3°. La pasión acrecienta las fuerzas psicológicas del hombre hasta elevarlas a su mayor intensidad y las utiliza para conseguir lo que pretende.
De donde se deduce la necesidad de procurarse una pasión muy bien escogida para llevar al máximo rendimiento nuestras energías psicológicas. De esta manera, por medio de los sentimientos se gobiernan las ideas y los actos.
Estos son los principios fundamentales en el control y gobierno de las pasiones. Pero precisemos más en particular las normas de conducta en la línea del mal y en la línea del bien.
7. Luchar contra el desorden de las pasiones
Desde el punto de vista psicológico, no cabe duda que el remedio capital contra las pasiones desordenadas será siempre una voluntad firme y decidida de vencer. Únicamente contra ella se estrellará el ímpetu pasional. Pero no basta una voluntad puramente teórica o soñadora, sino una decisión enérgica e inquebrantable, que se traduzca en el empleo de los procedimientos tácticos para obtener la victoria, sobre todo si se trata de combatir una vieja pasión fuertemente arraigada. He aquí las líneas fundamentales de esa estrategia práctica 17:
1°. Actuar sin descanso sobre las causas de la pasión.
Temperamento, atavismo, influencias exteriores, facultades intelectuales y sensibles, ocasiones próximas y remotas. Este último punto—la huida de las ocasiones— es básico y fundamental. Una voluntad debilitada por una pasión violenta sucumbirá sin esfuerzo ante una ocasión peligrosa. Se impone como norma indispensable la huida absoluta y radical de todo cuanto pueda resultar incentivo para la pasión. Sin esto, el fracaso es seguro, y la recaída cierta.

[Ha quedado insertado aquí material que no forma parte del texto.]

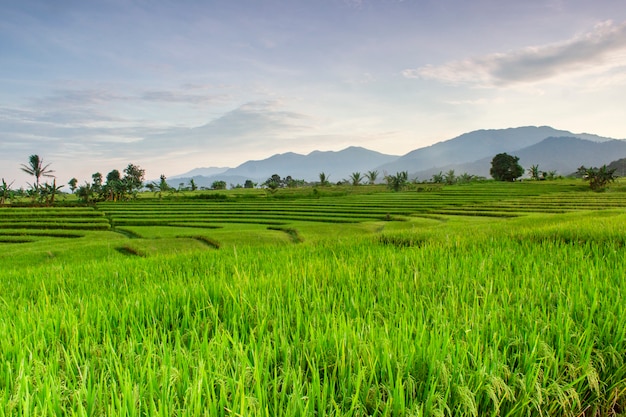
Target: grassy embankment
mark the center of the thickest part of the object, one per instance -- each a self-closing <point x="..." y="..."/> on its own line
<point x="480" y="300"/>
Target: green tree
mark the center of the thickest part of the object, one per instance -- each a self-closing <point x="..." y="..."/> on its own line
<point x="73" y="183"/>
<point x="218" y="185"/>
<point x="505" y="167"/>
<point x="534" y="172"/>
<point x="161" y="187"/>
<point x="273" y="183"/>
<point x="399" y="181"/>
<point x="6" y="193"/>
<point x="48" y="192"/>
<point x="86" y="192"/>
<point x="450" y="177"/>
<point x="324" y="179"/>
<point x="437" y="178"/>
<point x="133" y="179"/>
<point x="598" y="178"/>
<point x="114" y="189"/>
<point x="371" y="176"/>
<point x="37" y="169"/>
<point x="356" y="178"/>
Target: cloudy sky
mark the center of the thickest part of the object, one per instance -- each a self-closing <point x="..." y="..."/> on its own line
<point x="171" y="85"/>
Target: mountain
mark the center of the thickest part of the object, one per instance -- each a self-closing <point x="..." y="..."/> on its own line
<point x="474" y="146"/>
<point x="337" y="165"/>
<point x="203" y="172"/>
<point x="551" y="149"/>
<point x="561" y="154"/>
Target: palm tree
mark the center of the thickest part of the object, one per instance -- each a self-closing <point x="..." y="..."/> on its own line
<point x="37" y="169"/>
<point x="356" y="178"/>
<point x="371" y="176"/>
<point x="323" y="179"/>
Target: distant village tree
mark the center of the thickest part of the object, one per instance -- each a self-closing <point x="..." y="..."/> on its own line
<point x="598" y="178"/>
<point x="505" y="167"/>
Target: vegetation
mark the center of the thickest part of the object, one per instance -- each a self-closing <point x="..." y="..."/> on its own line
<point x="399" y="181"/>
<point x="505" y="167"/>
<point x="482" y="299"/>
<point x="598" y="178"/>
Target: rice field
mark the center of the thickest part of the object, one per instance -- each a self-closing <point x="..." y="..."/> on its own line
<point x="486" y="299"/>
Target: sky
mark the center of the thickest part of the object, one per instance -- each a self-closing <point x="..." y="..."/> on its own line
<point x="171" y="85"/>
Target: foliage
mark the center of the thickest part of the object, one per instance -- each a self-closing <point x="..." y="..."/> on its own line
<point x="356" y="178"/>
<point x="399" y="181"/>
<point x="218" y="185"/>
<point x="6" y="193"/>
<point x="502" y="322"/>
<point x="37" y="169"/>
<point x="505" y="167"/>
<point x="73" y="184"/>
<point x="133" y="179"/>
<point x="598" y="178"/>
<point x="437" y="178"/>
<point x="324" y="179"/>
<point x="161" y="187"/>
<point x="450" y="177"/>
<point x="534" y="172"/>
<point x="371" y="176"/>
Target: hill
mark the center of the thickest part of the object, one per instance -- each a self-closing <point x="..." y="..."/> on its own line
<point x="475" y="146"/>
<point x="561" y="154"/>
<point x="551" y="149"/>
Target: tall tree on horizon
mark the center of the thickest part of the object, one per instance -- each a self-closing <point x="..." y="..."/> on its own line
<point x="37" y="169"/>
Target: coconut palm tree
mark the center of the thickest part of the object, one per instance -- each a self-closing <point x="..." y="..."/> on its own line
<point x="372" y="176"/>
<point x="37" y="169"/>
<point x="356" y="178"/>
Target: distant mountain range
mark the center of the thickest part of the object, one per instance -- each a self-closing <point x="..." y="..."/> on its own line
<point x="551" y="149"/>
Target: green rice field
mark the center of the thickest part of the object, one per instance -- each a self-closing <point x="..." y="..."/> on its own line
<point x="484" y="299"/>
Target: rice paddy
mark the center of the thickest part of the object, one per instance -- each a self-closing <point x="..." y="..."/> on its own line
<point x="482" y="299"/>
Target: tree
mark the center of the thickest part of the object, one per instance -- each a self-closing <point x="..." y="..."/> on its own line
<point x="399" y="181"/>
<point x="133" y="179"/>
<point x="161" y="187"/>
<point x="6" y="193"/>
<point x="598" y="178"/>
<point x="534" y="173"/>
<point x="114" y="189"/>
<point x="450" y="177"/>
<point x="437" y="178"/>
<point x="356" y="178"/>
<point x="72" y="183"/>
<point x="324" y="179"/>
<point x="505" y="167"/>
<point x="85" y="192"/>
<point x="273" y="183"/>
<point x="48" y="192"/>
<point x="37" y="169"/>
<point x="372" y="176"/>
<point x="218" y="185"/>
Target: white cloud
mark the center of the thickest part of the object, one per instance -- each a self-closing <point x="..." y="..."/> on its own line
<point x="597" y="50"/>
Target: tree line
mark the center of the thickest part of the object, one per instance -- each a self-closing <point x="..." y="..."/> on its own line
<point x="127" y="184"/>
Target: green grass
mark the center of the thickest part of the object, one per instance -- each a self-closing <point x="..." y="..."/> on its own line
<point x="426" y="315"/>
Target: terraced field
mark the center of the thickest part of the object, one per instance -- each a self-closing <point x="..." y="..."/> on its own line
<point x="151" y="226"/>
<point x="485" y="299"/>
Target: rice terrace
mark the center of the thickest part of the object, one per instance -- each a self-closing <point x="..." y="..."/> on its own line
<point x="481" y="299"/>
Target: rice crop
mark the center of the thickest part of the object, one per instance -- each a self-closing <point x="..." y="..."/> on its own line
<point x="441" y="314"/>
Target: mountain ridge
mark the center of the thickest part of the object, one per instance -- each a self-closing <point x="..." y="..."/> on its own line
<point x="552" y="149"/>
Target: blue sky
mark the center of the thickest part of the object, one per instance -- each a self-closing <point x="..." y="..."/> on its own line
<point x="174" y="85"/>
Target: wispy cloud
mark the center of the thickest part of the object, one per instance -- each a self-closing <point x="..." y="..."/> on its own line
<point x="588" y="51"/>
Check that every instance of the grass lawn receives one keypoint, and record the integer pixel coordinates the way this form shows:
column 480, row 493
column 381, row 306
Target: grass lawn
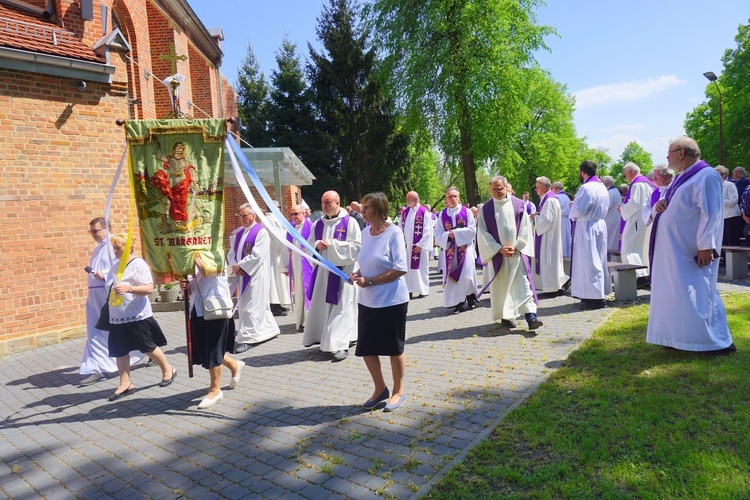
column 623, row 418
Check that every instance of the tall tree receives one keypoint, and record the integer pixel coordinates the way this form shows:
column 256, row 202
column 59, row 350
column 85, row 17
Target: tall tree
column 252, row 97
column 366, row 150
column 457, row 68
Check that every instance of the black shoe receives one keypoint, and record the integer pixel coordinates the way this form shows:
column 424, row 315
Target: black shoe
column 240, row 348
column 533, row 321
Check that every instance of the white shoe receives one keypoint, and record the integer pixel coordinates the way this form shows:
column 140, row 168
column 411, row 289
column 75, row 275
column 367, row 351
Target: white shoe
column 209, row 402
column 236, row 379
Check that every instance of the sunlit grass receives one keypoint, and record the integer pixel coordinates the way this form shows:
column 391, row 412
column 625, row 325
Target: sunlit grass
column 623, row 418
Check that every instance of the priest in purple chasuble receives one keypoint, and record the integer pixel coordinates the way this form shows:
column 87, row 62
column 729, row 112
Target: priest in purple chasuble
column 297, row 268
column 687, row 312
column 455, row 232
column 416, row 222
column 549, row 276
column 634, row 230
column 589, row 274
column 332, row 318
column 249, row 256
column 506, row 246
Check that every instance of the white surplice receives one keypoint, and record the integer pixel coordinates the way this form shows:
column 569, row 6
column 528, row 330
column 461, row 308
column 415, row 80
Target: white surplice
column 334, row 326
column 95, row 358
column 278, row 291
column 256, row 321
column 635, row 235
column 589, row 273
column 418, row 280
column 551, row 275
column 613, row 220
column 510, row 291
column 686, row 310
column 455, row 292
column 565, row 229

2°. Impedir con energía nuevas manifestaciones de la pasión.
Todo nuevo acto da a la pasión nuevas y redobladas energías. No se duerme a una fiera—matarla del todo es imposible en nuestro caso—arrojándole de cuando en cuando un mendrugo… Este es el secreto del fracaso de tantos jóvenes en la lucha contra la impureza. Cuando se sienten fuertemente tentados, ceden a los embates de la pasión «para quedarse tranquilos unos días». Es una gran equivocación. Lejos de sosegar sus pasiones, no hacen con ello más que aumentar sus exigencias y prolongar indefinidamente una lucha en la que nunca obtendrán la victoria: han equivocado el camino. Hay que resistir «hasta derramar sangre» si es preciso, como dice enérgicamente San Pablo (Hebr. 12,4). Sólo así se va debilitando la fuerza de la pasión, hasta dejarnos, finalmente, en paz.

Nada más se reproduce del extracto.